Colbie Ashcroft, 5, and Maddison Brown, 4, were lucky enough to see the chimps try out their new toy for the first time. Photo Rachael Conaghan/The Morning Bulletin
Colbie Ashcroft, 5, and Maddison Brown, 4, were lucky enough to see the chimps try out their new toy for the first time. Photo Rachael Conaghan/The Morning Bulletin Rachael Conaghan

Puzzle tests chimp ape-titude and keeps their minds occupied

CHIMPS get bored just like people do, but when they get bored they can cause a bit more trouble.

To try to prevent this from happening the Rockhampton zoo commissioned Gracemere man Greg Fry to build them a new puzzle, which was unveiled last week.

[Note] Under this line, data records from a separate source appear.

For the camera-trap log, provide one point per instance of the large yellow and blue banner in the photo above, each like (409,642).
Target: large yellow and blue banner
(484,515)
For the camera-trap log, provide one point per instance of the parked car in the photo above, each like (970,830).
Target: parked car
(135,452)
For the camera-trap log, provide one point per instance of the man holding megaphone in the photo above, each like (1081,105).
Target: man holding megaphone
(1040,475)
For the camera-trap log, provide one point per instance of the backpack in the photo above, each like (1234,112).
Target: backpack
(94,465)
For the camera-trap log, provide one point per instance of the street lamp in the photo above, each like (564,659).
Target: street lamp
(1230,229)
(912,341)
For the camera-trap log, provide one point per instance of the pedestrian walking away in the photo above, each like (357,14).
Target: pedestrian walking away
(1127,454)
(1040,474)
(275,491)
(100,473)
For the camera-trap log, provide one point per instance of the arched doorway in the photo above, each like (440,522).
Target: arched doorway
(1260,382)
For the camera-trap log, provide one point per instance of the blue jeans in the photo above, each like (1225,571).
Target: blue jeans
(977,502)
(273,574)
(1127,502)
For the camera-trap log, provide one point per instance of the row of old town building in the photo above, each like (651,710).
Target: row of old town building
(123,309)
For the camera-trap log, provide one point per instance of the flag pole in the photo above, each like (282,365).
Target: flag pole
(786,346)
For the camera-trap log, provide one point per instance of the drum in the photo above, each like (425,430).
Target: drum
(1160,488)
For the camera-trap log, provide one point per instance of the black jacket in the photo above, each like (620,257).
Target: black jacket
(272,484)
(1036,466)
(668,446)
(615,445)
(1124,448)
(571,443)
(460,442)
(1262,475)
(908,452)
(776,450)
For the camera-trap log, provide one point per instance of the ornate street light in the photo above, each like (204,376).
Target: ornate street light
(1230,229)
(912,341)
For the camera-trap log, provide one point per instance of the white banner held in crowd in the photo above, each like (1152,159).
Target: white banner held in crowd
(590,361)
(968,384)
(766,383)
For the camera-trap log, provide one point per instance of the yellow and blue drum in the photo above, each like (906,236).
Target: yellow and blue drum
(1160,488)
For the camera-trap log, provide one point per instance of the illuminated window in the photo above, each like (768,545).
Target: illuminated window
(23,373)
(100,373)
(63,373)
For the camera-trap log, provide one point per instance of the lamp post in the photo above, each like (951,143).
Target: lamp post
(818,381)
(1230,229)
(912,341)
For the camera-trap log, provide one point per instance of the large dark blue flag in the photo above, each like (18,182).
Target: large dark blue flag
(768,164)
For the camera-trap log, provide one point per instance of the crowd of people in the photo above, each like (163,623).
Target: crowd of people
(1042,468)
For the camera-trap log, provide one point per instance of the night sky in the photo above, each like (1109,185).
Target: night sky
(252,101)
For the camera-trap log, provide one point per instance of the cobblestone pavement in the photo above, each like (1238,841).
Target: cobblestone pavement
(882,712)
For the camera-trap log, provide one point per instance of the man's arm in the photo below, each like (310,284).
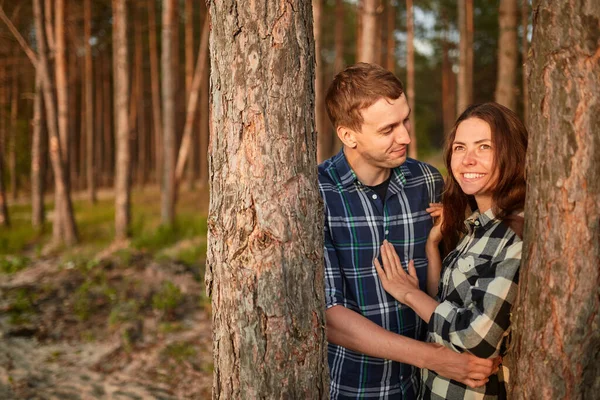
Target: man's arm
(349,329)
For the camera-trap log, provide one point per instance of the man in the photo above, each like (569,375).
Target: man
(372,193)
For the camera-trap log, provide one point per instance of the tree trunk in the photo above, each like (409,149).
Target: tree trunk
(507,54)
(89,102)
(524,52)
(324,139)
(63,208)
(169,123)
(369,38)
(410,77)
(189,77)
(465,69)
(265,265)
(38,157)
(155,87)
(557,329)
(192,106)
(121,88)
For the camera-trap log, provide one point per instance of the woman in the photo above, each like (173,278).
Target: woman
(485,153)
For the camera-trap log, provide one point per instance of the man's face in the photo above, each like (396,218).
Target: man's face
(384,135)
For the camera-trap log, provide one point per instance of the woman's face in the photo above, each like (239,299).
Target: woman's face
(472,161)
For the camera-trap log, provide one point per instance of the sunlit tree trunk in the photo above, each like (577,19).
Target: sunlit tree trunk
(169,47)
(369,38)
(465,67)
(155,87)
(89,102)
(265,266)
(63,209)
(121,88)
(410,77)
(39,149)
(507,54)
(524,52)
(556,333)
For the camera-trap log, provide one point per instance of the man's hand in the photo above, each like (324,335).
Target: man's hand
(462,367)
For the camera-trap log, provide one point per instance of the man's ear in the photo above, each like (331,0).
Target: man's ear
(347,136)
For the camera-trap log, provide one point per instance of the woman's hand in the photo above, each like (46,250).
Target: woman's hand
(393,278)
(436,212)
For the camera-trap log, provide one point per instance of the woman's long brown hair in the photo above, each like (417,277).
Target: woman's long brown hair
(509,140)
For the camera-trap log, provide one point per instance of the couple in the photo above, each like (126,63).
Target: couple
(379,206)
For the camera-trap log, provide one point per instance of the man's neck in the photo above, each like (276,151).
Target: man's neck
(367,174)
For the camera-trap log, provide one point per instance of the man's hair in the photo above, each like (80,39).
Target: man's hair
(356,88)
(509,138)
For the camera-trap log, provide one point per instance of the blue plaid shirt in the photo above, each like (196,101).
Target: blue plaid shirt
(356,223)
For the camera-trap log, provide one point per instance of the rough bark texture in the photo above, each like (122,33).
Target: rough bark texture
(123,157)
(167,210)
(265,266)
(557,329)
(368,33)
(410,77)
(465,71)
(507,54)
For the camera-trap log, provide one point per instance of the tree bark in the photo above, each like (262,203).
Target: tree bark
(465,69)
(89,102)
(64,228)
(121,88)
(168,107)
(410,77)
(524,52)
(39,164)
(369,38)
(265,265)
(507,54)
(155,87)
(557,327)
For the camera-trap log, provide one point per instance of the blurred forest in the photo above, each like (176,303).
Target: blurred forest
(104,138)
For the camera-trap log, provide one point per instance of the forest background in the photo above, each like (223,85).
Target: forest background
(104,168)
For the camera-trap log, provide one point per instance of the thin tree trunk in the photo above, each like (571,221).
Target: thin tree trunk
(465,70)
(169,123)
(265,265)
(189,77)
(410,77)
(390,61)
(38,157)
(122,133)
(192,106)
(89,103)
(507,54)
(524,53)
(556,333)
(155,88)
(63,209)
(369,38)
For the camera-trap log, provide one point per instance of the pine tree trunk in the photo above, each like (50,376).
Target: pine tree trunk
(63,209)
(168,108)
(369,38)
(121,88)
(410,77)
(507,54)
(557,327)
(155,87)
(465,69)
(38,157)
(265,266)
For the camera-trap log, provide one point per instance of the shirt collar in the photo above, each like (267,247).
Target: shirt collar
(348,177)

The puzzle comes in the form of a box with several shelves that can be filled with nuts, which the chimps have to try to manoeuvre down the shelves and into a hole so they can eat them.

Rockhampton zoo team leader Yvette Fenning said the chimps already have a few puzzles, but they weren't really challenging them anymore.

"They're very important … they get a feeling of accomplishment (when they solve it) like we do," she said.

"The more their minds are stimulated, the less trouble they get into.

"If they're happy, there are less fights and they're more co-operative when we're doing medical checks."